Indiana Republican Sen. Richard Lugar is running for re-election in a state he has not lived in for over 30 years.
Lugar sold his home at 3200 Highwoods Court in Indianapolis shortly after first assuming office in 1977. But due to a loophole in Indiana law, both he and his wife Charlene Lugar are still registered to vote at that address . . .
Richard and Charlene Lugar’s drivers’ licenses, Wright found, say they live at 3200 Highwoods Court even though they have lived in the affluent Washington, D.C. suburb of McLean, Va., for decades. And when Sen. Lugar registered to run for president in 1996, he listed Highwoods Court as his address.
A spokesman for Lugar confirmed to TheDC that he has not owned any property in Indiana since 1977, but said it was still perfectly legal for him to live elsewhere while representing the state.
"He does not have a house in Indiana but that is immaterial to this,” the spokesman said. “This has always been his legal residence in terms of voting and for his driver’s license and everything else.”
“The attorney general for the state of Indiana has made rulings on this in the past,” he said.
Indeed, a 1982 letter to Lugar from then-Indiana Attorney General Linley Pearson said that the senator is not required to actually live in the state he represents because he is acting “on business of this state or of the United States.” According to the Indiana constitution, such persons cannot lose their voting rights in the state.

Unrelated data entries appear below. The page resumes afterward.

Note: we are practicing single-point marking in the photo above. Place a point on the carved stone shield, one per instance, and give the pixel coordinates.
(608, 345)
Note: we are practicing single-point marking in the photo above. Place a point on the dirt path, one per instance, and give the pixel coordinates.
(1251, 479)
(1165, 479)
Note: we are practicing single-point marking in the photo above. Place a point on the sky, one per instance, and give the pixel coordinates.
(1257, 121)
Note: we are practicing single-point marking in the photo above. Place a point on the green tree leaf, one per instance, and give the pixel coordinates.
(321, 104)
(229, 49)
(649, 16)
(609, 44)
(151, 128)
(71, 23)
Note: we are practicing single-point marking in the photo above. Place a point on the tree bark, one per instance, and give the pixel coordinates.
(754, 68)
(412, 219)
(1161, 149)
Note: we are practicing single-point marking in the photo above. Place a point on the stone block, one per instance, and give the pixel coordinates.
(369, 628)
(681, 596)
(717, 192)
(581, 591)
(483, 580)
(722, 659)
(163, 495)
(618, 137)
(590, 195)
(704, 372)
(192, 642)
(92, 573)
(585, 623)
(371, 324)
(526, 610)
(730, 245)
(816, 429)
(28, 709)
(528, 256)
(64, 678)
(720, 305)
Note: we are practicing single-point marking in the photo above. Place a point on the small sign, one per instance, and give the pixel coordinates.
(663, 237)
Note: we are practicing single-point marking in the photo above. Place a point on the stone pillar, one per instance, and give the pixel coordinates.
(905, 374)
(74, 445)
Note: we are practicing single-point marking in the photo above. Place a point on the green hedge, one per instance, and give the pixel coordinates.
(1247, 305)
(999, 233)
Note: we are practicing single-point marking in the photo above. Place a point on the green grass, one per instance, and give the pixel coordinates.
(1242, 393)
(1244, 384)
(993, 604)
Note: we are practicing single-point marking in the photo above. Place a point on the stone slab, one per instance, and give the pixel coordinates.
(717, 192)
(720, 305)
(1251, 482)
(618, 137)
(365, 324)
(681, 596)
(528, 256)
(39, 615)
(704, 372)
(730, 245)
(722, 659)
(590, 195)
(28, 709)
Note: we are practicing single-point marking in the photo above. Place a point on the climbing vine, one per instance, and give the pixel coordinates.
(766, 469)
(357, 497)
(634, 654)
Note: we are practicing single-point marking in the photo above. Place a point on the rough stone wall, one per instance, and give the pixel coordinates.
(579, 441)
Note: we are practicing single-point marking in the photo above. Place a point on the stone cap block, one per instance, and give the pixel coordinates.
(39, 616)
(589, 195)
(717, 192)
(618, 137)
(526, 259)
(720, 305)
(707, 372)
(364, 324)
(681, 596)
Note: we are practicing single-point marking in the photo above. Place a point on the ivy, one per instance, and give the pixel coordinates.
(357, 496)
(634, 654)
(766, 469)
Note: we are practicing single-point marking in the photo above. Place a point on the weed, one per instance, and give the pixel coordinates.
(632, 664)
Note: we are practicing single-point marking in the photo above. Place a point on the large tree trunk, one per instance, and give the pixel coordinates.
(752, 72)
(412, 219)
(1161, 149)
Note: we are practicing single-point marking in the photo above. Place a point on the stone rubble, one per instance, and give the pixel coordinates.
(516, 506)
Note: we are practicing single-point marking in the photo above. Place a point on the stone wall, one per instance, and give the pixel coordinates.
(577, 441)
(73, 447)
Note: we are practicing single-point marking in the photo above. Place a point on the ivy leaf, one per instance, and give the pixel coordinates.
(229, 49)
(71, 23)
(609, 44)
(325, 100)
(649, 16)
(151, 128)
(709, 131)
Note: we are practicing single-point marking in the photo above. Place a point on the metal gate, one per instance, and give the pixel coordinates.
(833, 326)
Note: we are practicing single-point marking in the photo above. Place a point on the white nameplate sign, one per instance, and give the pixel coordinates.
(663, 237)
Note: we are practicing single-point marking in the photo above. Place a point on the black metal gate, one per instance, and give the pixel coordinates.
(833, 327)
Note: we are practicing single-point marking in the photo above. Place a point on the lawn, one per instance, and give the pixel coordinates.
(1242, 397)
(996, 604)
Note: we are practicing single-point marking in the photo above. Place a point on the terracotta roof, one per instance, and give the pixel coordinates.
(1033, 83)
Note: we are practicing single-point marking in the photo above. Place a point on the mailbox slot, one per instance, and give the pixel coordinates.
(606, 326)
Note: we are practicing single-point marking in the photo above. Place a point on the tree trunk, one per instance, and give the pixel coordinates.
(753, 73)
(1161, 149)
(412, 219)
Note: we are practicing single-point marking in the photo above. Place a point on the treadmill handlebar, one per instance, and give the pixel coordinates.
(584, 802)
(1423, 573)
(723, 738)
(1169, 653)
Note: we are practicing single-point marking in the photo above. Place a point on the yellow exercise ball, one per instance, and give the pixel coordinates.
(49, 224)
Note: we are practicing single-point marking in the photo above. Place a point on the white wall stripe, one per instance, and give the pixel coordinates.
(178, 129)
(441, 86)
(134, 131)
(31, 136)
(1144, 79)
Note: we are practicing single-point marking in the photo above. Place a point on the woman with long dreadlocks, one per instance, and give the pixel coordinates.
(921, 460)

TheDC was unable to verify Monday evening whether this is also the opinion of Indiana’s current Attorney General, Greg Zoeller, or ascertain how the law applies to Sen. Lugar’s wife.Lugar is unique among Indiana's congressional delegation in his belief that he doesn't have to maintain some type of residence to which he can return in order to vote and maintain his inhabitancy within the state because of some alleged loophole in the law. The U.S. Constitution requires all members of Congress to be inhabitants of their states at the time of their election. Other members of Indiana's congressional delegation at least maintain an apartment in their name at which they can register to vote, obtain a driver's license and register their cars, even if their primary residence is in the nation's capital. The law only protects Lugar from losing his residency in Indiana by living primarily in Washington, a necessity for all members of Congress given the year-round congressional calendar. As I've previously discussed, Lugar has failed the inhabitancy test the last five times he was re-elected to the Senate, and both he and his wife, Charlene, are arguably committing vote fraud by casting votes from an address at which they haven't resided in more than 35 years.
The current occupant of Lugar's home tells the Daily Caller that she was surprised to learn Lugar still claims her home as his residence, but she said it does explain why she still occasionally receives mail addressed to the Lugars.
Lugar’s spokesperson dismissed questions about the senator’s residency as old news that is well known to Indiana’s voters. But the news did come as surprise to Betsy Hughes, the current owner of 3200 Highwoods Court, who did not know Lugar was voting from her address until Wright told her.
“I knew [Lugar] built it,” Hughes told TheDC. “Every now and then we get his mail, and we couldn’t figure out why after all these years we were still getting his mail every now and then. And now we know why.”
“I was surprised, but I was more surprised that no one seemed that interested,” she added.
Hughes, a Republican who has voted for Lugar in the past, said she doesn’t know whether she will vote for him again in the GOP primary, or if his residency situation will impact her decision.
“If it’s illegal then yeah it will make a difference, but if it’s not then he’s within his rights I guess,” she said.The Daily Caller's story was prompted by a complaint certified fraud examiner Greg Wright filed with the Indiana Election's Division questioning how Lugar and his wife can be registered to vote at a place at which they neither own nor have a possessory interest.
For his part, Wright is concentrating on getting the word out that Lugar no longer lives in Indiana, which he believes to be a genuine scandal.
“It’s just so amazing to me that the elite press has not picked up on this,” Wright said. “It’s just absolutely amazing.”I'm not sure which is the bigger scandal. The fact that Lugar has been getting by with this for more than 35 years, or that the same news reporters who want to publicly hang Charlie White for voting at his ex-wife's home for a few month period prior to his election as the state's secretary of state don't see a story here.